Lasst uns über Online Marketing reden: Wenn hier ein Beitrag über Storytelling steht, wirft das natürlich die Frage auf, ob dieses für die Webseite nützlich ist. Und, ja, das ist es:
1. Geringere Bouncerate: Wenn Du es schaffst, die User mit einem tollen Einstieg zu fesseln, werden sie Deine Seite natürlich nicht gleich wieder verlassen.
2. Längere Verweildauer: Und sie werden natürlich länger bleiben. Vor allem, wenn Du es schaffst, mit Text, Bildern und vielleicht Videos einen Spannungsbogen zu basteln, dem sie gerne folgen.
3. Semantik in den Inhalten: Wer erzählt, verwendet im Idealfall die richtigen Wörter und stellt einen Sinnzusammenhang dar. Und das ist ja das, was wir mit Semantik meinen und was auch die WDF*IDF-Tools gerne mögen.
4. Chancen für den Longtail: Außerdem wirst Du durch diesen Sinn-Zusammenhang auch einige Longtail-Chancen in Deine Inhalte einbauen. Vielleicht wirst Du dann zu Begriffs-Kombinationen gefunden, an die Du früher niemals gedacht hättest.
Es spricht also einiges für Storytelling. Allein: Es braucht Zeit und Übung. Deshalb fang nicht einfach an und versuche, hinter jedem und allem eine Geschichte hervor zu zerren. Sondern baue es dort ein, wo es seine Berechtigung hat und möglichst leicht fällt. Hier ein paar Ideen:
Hast Du eine „Über-uns“-Seite? Fange dort an. Erzähle, wie es zu diesem Web-Projekt gekommen ist und was Du bisher und sonst getan hast.
Welches Problem lösen Deine Produkte? Vielleicht ist ein Problem dabei, das jeder kennt?
Gibt es Anwender-Stories? Vielleicht sogar welche, die beispielhaft für viele stehen?
Was ist Deine Vision? Kannst Du diese in Worte fassen?

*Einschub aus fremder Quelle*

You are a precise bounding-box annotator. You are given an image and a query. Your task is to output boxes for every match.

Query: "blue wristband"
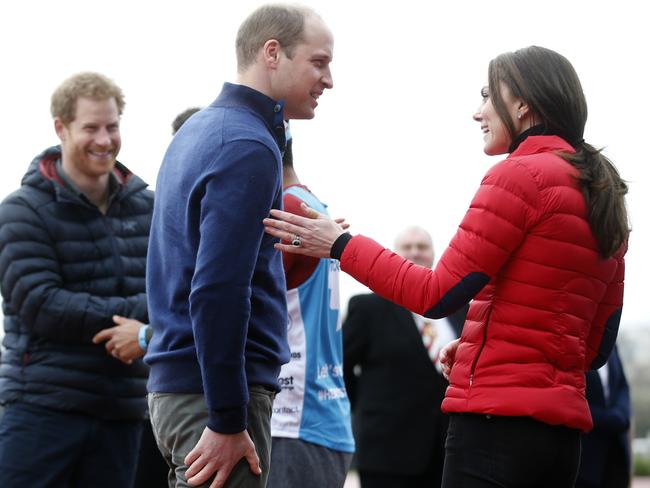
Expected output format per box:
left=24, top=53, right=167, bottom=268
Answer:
left=138, top=325, right=150, bottom=351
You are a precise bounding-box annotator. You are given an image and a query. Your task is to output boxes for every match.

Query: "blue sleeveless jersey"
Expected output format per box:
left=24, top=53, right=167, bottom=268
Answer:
left=270, top=186, right=354, bottom=452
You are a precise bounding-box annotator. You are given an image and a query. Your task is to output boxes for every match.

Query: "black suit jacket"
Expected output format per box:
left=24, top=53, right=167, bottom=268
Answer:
left=343, top=293, right=467, bottom=475
left=576, top=346, right=631, bottom=488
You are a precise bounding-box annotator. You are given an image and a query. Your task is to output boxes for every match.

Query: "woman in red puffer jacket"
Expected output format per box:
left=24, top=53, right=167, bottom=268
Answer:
left=264, top=46, right=629, bottom=488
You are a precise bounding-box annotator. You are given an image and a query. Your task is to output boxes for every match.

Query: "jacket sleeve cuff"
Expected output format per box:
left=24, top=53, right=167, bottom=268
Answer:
left=207, top=405, right=248, bottom=434
left=331, top=232, right=353, bottom=260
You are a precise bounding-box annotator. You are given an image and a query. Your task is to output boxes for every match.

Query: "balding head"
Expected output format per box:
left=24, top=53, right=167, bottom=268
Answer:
left=236, top=4, right=317, bottom=73
left=394, top=226, right=434, bottom=269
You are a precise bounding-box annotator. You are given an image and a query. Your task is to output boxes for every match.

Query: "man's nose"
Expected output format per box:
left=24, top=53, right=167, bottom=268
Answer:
left=322, top=67, right=333, bottom=89
left=94, top=128, right=111, bottom=146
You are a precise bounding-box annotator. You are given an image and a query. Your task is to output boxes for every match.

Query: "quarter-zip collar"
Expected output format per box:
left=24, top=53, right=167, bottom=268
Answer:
left=211, top=82, right=286, bottom=153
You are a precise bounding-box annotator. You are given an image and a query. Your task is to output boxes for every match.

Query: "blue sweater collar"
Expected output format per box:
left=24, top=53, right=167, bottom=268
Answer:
left=212, top=82, right=286, bottom=152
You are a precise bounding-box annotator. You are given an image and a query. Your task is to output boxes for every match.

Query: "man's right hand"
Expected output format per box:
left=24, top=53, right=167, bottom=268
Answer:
left=184, top=427, right=261, bottom=488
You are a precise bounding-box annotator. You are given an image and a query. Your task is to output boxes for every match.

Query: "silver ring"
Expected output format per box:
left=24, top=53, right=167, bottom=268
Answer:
left=291, top=235, right=302, bottom=247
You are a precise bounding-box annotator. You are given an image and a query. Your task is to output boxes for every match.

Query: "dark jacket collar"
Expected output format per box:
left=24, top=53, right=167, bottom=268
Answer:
left=509, top=134, right=575, bottom=158
left=55, top=158, right=120, bottom=203
left=211, top=82, right=286, bottom=152
left=508, top=125, right=549, bottom=153
left=22, top=146, right=148, bottom=209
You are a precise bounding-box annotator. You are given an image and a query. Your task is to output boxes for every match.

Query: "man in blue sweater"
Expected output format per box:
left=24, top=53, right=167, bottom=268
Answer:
left=145, top=4, right=334, bottom=488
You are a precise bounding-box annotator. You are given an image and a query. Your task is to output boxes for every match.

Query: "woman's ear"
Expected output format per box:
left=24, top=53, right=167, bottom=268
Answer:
left=516, top=102, right=529, bottom=120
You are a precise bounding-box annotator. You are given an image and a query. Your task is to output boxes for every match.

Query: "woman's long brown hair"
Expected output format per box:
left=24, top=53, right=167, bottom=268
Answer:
left=489, top=46, right=629, bottom=258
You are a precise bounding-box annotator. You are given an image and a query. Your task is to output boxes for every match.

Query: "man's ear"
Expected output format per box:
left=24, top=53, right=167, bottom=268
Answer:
left=263, top=39, right=281, bottom=68
left=54, top=117, right=66, bottom=142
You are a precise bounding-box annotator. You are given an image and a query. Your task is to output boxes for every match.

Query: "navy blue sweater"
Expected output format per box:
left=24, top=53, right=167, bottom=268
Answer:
left=146, top=83, right=290, bottom=434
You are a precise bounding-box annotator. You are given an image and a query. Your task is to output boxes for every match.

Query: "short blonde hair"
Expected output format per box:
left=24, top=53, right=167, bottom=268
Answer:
left=51, top=72, right=125, bottom=124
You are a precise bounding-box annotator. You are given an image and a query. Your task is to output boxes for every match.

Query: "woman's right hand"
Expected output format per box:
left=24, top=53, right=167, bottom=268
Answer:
left=439, top=338, right=460, bottom=381
left=263, top=203, right=347, bottom=259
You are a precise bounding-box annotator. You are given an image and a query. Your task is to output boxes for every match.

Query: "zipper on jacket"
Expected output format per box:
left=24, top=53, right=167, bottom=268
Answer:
left=103, top=216, right=125, bottom=294
left=469, top=307, right=493, bottom=389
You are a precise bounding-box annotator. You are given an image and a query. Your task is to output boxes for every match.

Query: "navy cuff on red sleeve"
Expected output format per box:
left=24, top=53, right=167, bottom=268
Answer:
left=331, top=232, right=353, bottom=260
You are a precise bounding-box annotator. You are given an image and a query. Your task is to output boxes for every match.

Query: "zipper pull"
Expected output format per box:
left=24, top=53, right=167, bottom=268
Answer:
left=469, top=374, right=473, bottom=386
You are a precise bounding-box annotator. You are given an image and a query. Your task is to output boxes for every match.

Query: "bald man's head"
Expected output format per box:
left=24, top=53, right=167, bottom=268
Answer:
left=394, top=226, right=434, bottom=268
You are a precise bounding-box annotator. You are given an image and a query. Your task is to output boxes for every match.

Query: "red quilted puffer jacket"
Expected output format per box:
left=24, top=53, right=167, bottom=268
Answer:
left=340, top=135, right=626, bottom=431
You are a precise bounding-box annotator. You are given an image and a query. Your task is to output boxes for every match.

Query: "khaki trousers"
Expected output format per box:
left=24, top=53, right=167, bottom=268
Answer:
left=148, top=386, right=274, bottom=488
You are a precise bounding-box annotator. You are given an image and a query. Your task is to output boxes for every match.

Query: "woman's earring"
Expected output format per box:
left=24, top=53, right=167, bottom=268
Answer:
left=517, top=112, right=523, bottom=120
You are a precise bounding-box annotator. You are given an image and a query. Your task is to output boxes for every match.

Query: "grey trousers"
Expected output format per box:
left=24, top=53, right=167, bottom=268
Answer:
left=267, top=437, right=353, bottom=488
left=148, top=386, right=275, bottom=488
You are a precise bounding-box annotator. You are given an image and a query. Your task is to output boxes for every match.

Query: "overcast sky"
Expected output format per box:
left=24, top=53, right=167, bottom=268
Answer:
left=1, top=0, right=647, bottom=329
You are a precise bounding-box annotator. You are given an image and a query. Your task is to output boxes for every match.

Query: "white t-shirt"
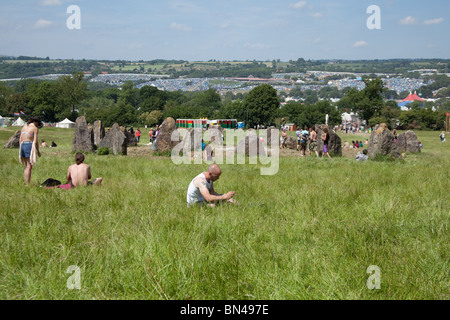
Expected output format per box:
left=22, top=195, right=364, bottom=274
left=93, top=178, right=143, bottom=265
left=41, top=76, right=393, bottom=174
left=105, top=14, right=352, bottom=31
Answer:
left=187, top=173, right=212, bottom=207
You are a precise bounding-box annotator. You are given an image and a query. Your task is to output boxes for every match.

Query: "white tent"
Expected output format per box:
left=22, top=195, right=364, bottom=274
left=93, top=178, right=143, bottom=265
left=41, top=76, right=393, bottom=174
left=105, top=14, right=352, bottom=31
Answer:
left=12, top=117, right=26, bottom=126
left=56, top=118, right=75, bottom=128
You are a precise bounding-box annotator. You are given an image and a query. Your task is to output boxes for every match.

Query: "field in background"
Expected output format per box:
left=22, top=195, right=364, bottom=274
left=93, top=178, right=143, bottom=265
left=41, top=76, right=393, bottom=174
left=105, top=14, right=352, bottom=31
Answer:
left=0, top=127, right=448, bottom=299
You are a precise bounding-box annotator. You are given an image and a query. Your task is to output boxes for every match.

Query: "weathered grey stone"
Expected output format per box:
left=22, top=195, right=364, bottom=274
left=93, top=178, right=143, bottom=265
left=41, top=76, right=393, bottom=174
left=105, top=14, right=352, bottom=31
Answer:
left=265, top=126, right=277, bottom=147
left=93, top=120, right=105, bottom=147
left=368, top=123, right=400, bottom=158
left=208, top=125, right=223, bottom=145
left=314, top=124, right=342, bottom=156
left=396, top=130, right=420, bottom=153
left=285, top=136, right=297, bottom=149
left=73, top=116, right=95, bottom=153
left=155, top=117, right=178, bottom=153
left=236, top=132, right=266, bottom=157
left=99, top=123, right=127, bottom=155
left=204, top=145, right=214, bottom=162
left=4, top=130, right=21, bottom=149
left=181, top=128, right=203, bottom=151
left=121, top=127, right=137, bottom=147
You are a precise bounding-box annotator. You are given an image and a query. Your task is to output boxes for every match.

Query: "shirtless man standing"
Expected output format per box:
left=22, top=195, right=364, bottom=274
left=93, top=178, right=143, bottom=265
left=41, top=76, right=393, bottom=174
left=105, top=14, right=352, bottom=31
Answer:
left=59, top=153, right=102, bottom=189
left=308, top=126, right=319, bottom=158
left=186, top=164, right=236, bottom=207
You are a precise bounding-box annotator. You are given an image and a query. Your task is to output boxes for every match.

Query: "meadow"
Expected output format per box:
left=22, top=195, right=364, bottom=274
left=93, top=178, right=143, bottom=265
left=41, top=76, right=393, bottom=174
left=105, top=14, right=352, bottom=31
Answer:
left=0, top=126, right=448, bottom=300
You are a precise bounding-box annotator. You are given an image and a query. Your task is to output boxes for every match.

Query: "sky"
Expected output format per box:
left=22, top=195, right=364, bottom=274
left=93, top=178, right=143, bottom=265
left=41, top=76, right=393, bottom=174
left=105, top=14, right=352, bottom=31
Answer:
left=0, top=0, right=449, bottom=61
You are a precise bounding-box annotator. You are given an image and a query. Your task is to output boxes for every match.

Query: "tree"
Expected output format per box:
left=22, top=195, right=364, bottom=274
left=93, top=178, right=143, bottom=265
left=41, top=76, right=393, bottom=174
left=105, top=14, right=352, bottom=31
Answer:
left=216, top=100, right=246, bottom=121
left=6, top=93, right=30, bottom=117
left=141, top=110, right=163, bottom=127
left=120, top=81, right=139, bottom=108
left=140, top=96, right=165, bottom=113
left=243, top=84, right=280, bottom=127
left=106, top=99, right=136, bottom=126
left=28, top=81, right=60, bottom=122
left=57, top=72, right=88, bottom=116
left=78, top=96, right=115, bottom=124
left=303, top=90, right=319, bottom=105
left=0, top=82, right=13, bottom=115
left=338, top=79, right=385, bottom=122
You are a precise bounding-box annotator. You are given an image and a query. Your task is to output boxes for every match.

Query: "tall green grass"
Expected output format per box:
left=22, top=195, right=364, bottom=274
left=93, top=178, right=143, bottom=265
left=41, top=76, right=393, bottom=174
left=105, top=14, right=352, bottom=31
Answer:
left=0, top=127, right=448, bottom=299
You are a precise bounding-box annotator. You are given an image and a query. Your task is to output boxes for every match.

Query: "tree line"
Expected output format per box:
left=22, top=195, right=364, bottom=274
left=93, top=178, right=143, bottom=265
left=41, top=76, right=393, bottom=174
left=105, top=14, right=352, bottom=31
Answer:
left=0, top=73, right=448, bottom=130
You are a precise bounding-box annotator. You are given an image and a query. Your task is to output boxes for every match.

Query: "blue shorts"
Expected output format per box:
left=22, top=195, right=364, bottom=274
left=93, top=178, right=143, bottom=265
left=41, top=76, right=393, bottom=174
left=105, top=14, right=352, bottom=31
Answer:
left=20, top=142, right=33, bottom=158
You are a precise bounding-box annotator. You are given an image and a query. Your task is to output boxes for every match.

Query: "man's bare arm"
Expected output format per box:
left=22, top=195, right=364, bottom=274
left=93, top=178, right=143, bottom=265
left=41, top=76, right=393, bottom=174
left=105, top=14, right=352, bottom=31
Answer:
left=194, top=178, right=233, bottom=203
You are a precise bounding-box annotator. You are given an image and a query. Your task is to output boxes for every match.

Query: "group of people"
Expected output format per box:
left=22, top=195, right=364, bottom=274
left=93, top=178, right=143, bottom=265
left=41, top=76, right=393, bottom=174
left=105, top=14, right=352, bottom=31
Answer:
left=343, top=140, right=368, bottom=149
left=40, top=140, right=57, bottom=148
left=19, top=117, right=102, bottom=188
left=279, top=126, right=332, bottom=158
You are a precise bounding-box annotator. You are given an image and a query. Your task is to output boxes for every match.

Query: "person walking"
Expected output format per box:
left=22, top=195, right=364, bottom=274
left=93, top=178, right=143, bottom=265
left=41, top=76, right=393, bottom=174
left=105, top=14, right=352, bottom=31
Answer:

Ja, Storytelling ist eine Fähigkeit und häufig eine sehr gute Idee. Ich freue mich darauf, wenn Ihr mir hier Eure Geschichten erzählt und was daraus wurde. Ich freue mich auch auf gute Beispiele - denn diese sind seltener als man angesichts des Hypes rund um Storytelling vermuten könnte.